Another reason why gradient descent with momentum works is it’s ability to manipulate skewed data. Suppose one dimension of data has more variance than the other. We can expect the loss surface for this to be a highly skewed ellipse. Normal gradient descent will suffer since the gradients in one dimension have high values than the other causing huge oscillations. Momentum helps maintain a single direction of movement (due to averaging) and helps control these oscillations.

Nesterov Momentum (NAG)

This builds on the concept of momentum and is also known as Nesterov accelerated gradient (NAG). Instead of calculating the gradient using the current value of weights, we calculate is using the future value \begin{align} h_{t} &= \alpha h_{t-1} + \beta \frac{1}{b}\nabla_{w} \sum_{i=1}^{b} L(w_{t-1} - \alpha h_{t-1}, X_{B,i}, Y_{B,i})\newline w_{t} &= w_{t-1} - h_{t}\end{align} The reasoning is that momentum may not always point in the correct direction and as such, we correct the direction of the gradient so that the final value of $w$ after update is close to expected. Figure 4{reference-type=”ref” reference=”fig:momentum_3”} shows this visually.

Vector representation of Gradient Descent with Nesterov Momentum

AdaGrad

AdaGrad uses an adaptive learning rate to stabilize training. It uses a slightly different value of learning rate for each parameter. Till now, for the entire weight vector $w$, we have used the same learning rate \begin{align} g_{t,j} &= \nabla_{w_{t-1, j}}L(w_{t-1}, X, y)\newline G_{t,j} &= G_{t-1,j} + g_{t,j}^{2}\newline w_{t,j} &= w_{t-1,j} - \frac{\eta}{\sqrt{G_{t,j} + \epsilon}} g_{t,j} \end{align} where $\eta$ is usually kept fixed at $0.01$, and $G$ keeps increasing with time. Hence, we have an in-built early stopping mechanism where after long time, weight update will stop. The different effective learning rate per parameter, gives us finer control on how weights update.

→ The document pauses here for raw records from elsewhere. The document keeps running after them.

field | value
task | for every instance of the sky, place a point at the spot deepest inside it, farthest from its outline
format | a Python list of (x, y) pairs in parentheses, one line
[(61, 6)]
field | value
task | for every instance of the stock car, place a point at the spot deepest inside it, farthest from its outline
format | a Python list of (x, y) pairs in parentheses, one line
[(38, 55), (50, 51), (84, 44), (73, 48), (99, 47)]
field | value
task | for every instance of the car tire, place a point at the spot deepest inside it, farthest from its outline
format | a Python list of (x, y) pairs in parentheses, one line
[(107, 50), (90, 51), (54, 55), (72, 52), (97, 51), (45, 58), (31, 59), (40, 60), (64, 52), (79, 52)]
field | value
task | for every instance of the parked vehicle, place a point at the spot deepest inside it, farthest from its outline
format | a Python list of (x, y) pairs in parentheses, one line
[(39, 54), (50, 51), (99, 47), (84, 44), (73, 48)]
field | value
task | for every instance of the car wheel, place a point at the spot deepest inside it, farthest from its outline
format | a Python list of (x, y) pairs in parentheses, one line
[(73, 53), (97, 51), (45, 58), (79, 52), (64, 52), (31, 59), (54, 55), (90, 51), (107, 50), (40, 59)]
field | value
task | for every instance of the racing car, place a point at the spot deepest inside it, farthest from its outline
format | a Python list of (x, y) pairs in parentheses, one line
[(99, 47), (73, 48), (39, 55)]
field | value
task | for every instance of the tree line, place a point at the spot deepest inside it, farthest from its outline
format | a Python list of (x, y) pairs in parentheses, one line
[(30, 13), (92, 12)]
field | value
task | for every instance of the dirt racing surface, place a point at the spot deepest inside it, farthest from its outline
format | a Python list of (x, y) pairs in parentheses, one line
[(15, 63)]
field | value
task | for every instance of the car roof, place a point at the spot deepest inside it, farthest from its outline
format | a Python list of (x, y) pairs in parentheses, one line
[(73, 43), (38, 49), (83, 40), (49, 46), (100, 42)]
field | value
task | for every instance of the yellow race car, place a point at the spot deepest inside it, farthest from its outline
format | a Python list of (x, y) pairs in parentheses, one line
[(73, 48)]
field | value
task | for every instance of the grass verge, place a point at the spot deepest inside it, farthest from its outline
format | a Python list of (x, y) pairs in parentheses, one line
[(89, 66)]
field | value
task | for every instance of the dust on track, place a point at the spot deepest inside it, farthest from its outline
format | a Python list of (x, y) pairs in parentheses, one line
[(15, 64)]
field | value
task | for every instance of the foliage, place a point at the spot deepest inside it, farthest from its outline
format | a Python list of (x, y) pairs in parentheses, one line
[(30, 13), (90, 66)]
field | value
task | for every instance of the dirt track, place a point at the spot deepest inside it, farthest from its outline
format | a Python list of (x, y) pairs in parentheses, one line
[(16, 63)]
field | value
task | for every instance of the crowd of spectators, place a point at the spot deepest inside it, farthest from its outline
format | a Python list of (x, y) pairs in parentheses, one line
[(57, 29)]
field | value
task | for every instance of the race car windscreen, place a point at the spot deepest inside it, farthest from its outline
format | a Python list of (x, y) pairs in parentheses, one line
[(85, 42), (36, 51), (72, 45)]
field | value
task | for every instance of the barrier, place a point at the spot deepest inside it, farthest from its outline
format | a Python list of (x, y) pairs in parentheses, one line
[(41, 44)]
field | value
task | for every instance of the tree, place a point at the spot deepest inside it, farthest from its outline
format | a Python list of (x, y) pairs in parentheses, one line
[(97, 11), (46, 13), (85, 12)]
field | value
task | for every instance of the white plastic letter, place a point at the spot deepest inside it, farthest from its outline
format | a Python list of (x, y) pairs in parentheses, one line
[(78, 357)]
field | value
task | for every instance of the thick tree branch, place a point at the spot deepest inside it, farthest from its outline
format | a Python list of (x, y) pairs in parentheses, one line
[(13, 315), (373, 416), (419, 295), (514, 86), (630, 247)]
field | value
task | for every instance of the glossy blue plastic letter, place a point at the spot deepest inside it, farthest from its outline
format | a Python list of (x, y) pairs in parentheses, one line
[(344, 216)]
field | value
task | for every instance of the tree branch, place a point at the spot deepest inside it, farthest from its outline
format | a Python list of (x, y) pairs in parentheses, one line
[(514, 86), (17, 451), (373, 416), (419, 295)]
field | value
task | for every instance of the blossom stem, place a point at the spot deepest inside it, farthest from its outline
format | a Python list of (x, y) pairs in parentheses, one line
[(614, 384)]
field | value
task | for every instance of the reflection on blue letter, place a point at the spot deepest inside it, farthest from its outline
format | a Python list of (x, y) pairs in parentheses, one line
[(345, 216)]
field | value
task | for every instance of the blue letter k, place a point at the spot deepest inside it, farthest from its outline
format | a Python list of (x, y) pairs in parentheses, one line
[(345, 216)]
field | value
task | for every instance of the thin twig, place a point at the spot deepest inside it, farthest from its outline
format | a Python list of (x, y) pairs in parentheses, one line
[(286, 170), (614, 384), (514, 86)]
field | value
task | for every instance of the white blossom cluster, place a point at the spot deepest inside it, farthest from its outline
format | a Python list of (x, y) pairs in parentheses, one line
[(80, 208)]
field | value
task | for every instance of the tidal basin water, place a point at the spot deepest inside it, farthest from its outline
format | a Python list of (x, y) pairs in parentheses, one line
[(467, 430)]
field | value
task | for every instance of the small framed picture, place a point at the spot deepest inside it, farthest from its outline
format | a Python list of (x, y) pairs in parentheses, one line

$\epsilon$ is a small value ($10^{-8}$) kept to prevent denominator from becoming $0$. Due to the accumulation of gradients, the algorithm is not able to learn at large time steps. This can be bad in scenarios like reinforcement learning, where the data might change with timesteps as the agent explores the environment.

RMSProp

RMSProp is a variation of AdaGrad where the calculation of square of gradient is itself converted to a exponential moving average \begin{align} g_{t,j} &= \nabla_{w_{t-1, j}}L(w_{t-1}, X, y)\newline G_{t,j} &= \beta G_{t-1,j} + (1-\beta)g_{t,j}^{2}\newline w_{t,j} &= w_{t-1,j} - \frac{\eta}{\sqrt{G_{t,j} + \epsilon}} g_{t,j} \end{align} where $\beta$ is about $0.9$ and $\eta$ about $0.001$, and the exponential average is tracked for every variable individually. Thus, the learning rate also adapts to the latest gradient values because the coefficient $\beta$ will force only a few of the latest gradient values to contribute to the weights update. This is in contrast with AdaGrad where the gradient keeps accumulating and becoming larger, causing the learning rate to continuously decrease.

Adam

Adam builds on top of RMSProp to bring exponential moving average to the gradient calculation as well. We also have bias correction discussed here. \begin{align} g_{t,j} &= \nabla_{w_{t-1, j}}L(w_{t-1}, X, y)\newline m_{t,j} &= \frac{\beta_{1} m_{t-1,j} + (1-\beta_{1}) g_{t,j}}{1 - \beta_{1}^{t}}\newline v_{t,j} &= \frac{\beta_{2} v_{t-1,j} + (1-\beta_{2})g_{t,j}^{2}}{1 - \beta_{2}^{t}}\newline w_{t,j} &= w_{t-1,j} - \frac{\eta}{\sqrt{v_{t,j}} + \epsilon} m_{t,j} \end{align} We have introduced exponential moving average for both the gradient and it’s square, bias correction in both the terms, and also adaptive learning rate. Good initial values are $0.9$ for $\beta_{1}$, $0.999$ for $\beta_{2}$, $10^{-8}$ for epsilon, and $0.1$ for $\alpha$. However, it should be noted that $\alpha$ needs to be tuned differently as per the use case.